The office of South Goa Planning and Development Authority (SGPDA) is abuzz with feverish activity, apparently to give final touches to the Outline Development Plan (ODP) 2032, with objections and suggestions received from members of the public almost reaching the final stage of hearing.
In the fields opposite the Margao railway station, on the city’s southern side and at Madel, near the wholesale fish market at the city’s northern entrance, farmers are back to what they are doing over the years – to keep a date with the fields of their ancestors in the new season.
These beleaguered farmers seemed to have no idea or knowledge whether the SGPDA or the government would listen to their plea and revert back the zone of their agricultural fields, changed to commercial and institution, back to green zone in the ODP. They, however, seemed hoping against hope that the government would listen to their pleas and revert the commercial zone back to agriculture so that the lush green fields forever remain the lungs of the city in the midst of a concrete jungle.
Take note, these two agricultural fields were acquired by the Goa government exactly two decades ago to set up transportation centres – a truck terminus at Madel and a transportation centre, opposite the Margao railway station.

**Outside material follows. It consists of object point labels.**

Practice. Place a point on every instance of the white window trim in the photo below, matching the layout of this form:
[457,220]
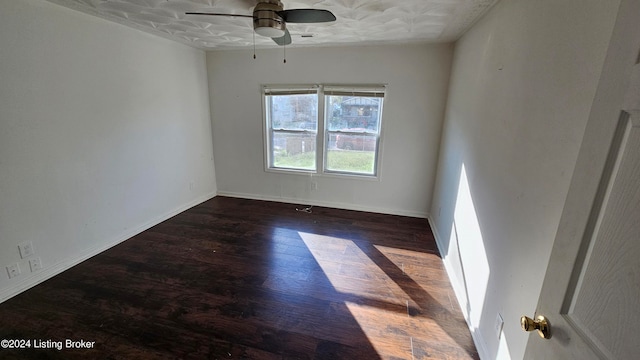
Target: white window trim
[376,90]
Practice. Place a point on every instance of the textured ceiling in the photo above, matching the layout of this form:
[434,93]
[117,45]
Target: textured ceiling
[358,21]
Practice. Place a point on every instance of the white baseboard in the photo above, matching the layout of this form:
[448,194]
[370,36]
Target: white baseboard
[460,292]
[337,205]
[55,269]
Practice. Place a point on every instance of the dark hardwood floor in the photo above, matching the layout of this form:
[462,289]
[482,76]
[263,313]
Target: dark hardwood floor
[245,279]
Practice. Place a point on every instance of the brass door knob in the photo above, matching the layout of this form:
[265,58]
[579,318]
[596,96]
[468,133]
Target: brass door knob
[540,323]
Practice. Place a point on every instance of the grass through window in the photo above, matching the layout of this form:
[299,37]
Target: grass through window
[337,160]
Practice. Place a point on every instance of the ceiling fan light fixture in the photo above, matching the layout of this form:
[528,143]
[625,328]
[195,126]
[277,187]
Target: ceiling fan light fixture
[269,28]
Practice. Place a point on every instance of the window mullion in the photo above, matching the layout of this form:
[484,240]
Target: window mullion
[321,139]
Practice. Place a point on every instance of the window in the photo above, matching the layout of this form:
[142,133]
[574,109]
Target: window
[346,132]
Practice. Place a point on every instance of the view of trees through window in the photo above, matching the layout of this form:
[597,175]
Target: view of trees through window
[351,132]
[294,122]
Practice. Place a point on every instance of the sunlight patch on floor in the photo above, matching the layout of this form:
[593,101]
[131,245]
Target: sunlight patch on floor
[351,271]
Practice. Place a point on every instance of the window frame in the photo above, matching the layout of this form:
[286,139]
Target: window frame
[322,132]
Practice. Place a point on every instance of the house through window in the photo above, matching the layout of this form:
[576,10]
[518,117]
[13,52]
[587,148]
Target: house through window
[329,129]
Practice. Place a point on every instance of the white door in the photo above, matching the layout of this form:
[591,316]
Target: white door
[591,292]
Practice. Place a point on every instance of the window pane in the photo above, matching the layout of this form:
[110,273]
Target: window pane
[294,112]
[353,112]
[353,153]
[294,151]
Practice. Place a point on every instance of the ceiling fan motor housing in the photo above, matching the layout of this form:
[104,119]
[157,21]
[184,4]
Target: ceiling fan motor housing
[266,21]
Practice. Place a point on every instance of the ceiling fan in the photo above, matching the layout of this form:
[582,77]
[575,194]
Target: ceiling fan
[270,19]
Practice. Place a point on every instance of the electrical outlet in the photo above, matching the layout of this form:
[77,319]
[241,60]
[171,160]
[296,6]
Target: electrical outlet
[35,264]
[26,249]
[13,270]
[498,325]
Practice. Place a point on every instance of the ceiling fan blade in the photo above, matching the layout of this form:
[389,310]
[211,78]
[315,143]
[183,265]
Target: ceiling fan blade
[218,14]
[306,15]
[283,40]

While the government had bulldozed its way by acquiring thousands of square meters of agricultural fields for a pittance, farmers continue the agricultural practice of their ancestors on these very fields through their sheer grit and determination to save and protect the fields for posterity.
Take note, whenever the SGPDA opens up the Margao ODP for suggestions and objections, farmers cultivating the fields at Madel and opposite the Margao railway station would unfailingly file their objections and suggestions with a plea to change the zone from commercial to green and return their fields back to them.
The situation was no different this time round as the SGPDA invited objections to the ODP 2032 with farmers knocking the doors of the Planning body to revert back the fields back to green zone.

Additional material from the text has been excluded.